Gujarat: 'Bal' Doctors To Be Appointed From Primary Schools To Tackle Shortage Of Doctors

3 Jan 2018 11:52 AM GMT
Gujarat: Bal Doctors To Be Appointed From Primary Schools To Tackle Shortage Of Doctors

Gujarat, a state that has a severe shortage of doctors and medical practitioners in rural India, has come up with a unique or one might say a bizarre solution to tackle the crisis. They have introduced ‘Bal’ doctors (Kid Doctor), who will now look after children’s wellness under the state’s school health programme.

The officials with Gujarat’s Health Ministry told The Times of India, that a Bal Doctor named Kajal Bhupatbhai Khant (11), a student of class 6 is going to be their pilot project.


What is the job of the Bal Doctors?

These kid doctors will be equipped with stethoscopes and ayurvedic medicines. They shall dispense medicines to their classmates when required. They are also going to be responsible for urging their classmates to wash hands before mid-day meals.

“They will also monitor Weekly Iron and Folic Acid Supplementation (WIFS) Programme (of the National Health Mission) which is held every Wednesday. They will work to make their fellow students addiction-free and give primary information about seasonal diseases,” reads the order, according to The Times of India report.

“He will be given a torch, Ayurvedic medicine kit, booklets and posters of health-related problems,” said a health official. He will also be trained under a Rashtriya Bal Swasthya Karyakram (RBSK) of the health department. Additionally, the kid doctor will be given a stethoscope and a coat to enhance the personality.

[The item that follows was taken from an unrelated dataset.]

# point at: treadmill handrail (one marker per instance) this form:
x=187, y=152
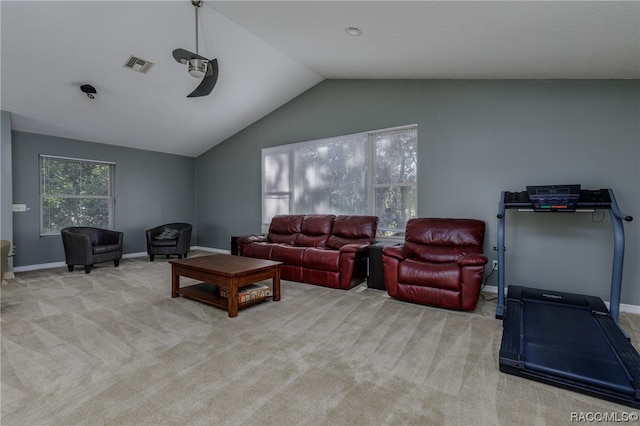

Every school will have one doctor and the state education department will supervise his or her activities. They will be also given ayurvedic medicines which will help in curing various diseases.


Not a good idea!

The office bearers at the Gujarat chapter of Indian Medical Association thinks otherwise. Dr Yogendra Modi, president of Gujarat state branch of IMA said, “ We only believe in allopathic medicines and a person must be considered as a doctor only after he has completed 5.5 years of MBBS. This concept of allowing a school kid to give medicines is not proper.”


The Logical Indian Take

Gujarat recently joined the BIMARU states namely Bihar, Madhya Pradesh, Rajasthan and Uttar Pradesh because of the severe shortage of doctors. Now, in the wake of this crisis, it is unfair and dangerous to give the responsibility of somebody’s health on a little kid. The Gujarat state government should come up with a plausible solution to tackle the situation rather than pushing kids to the forefront to do so.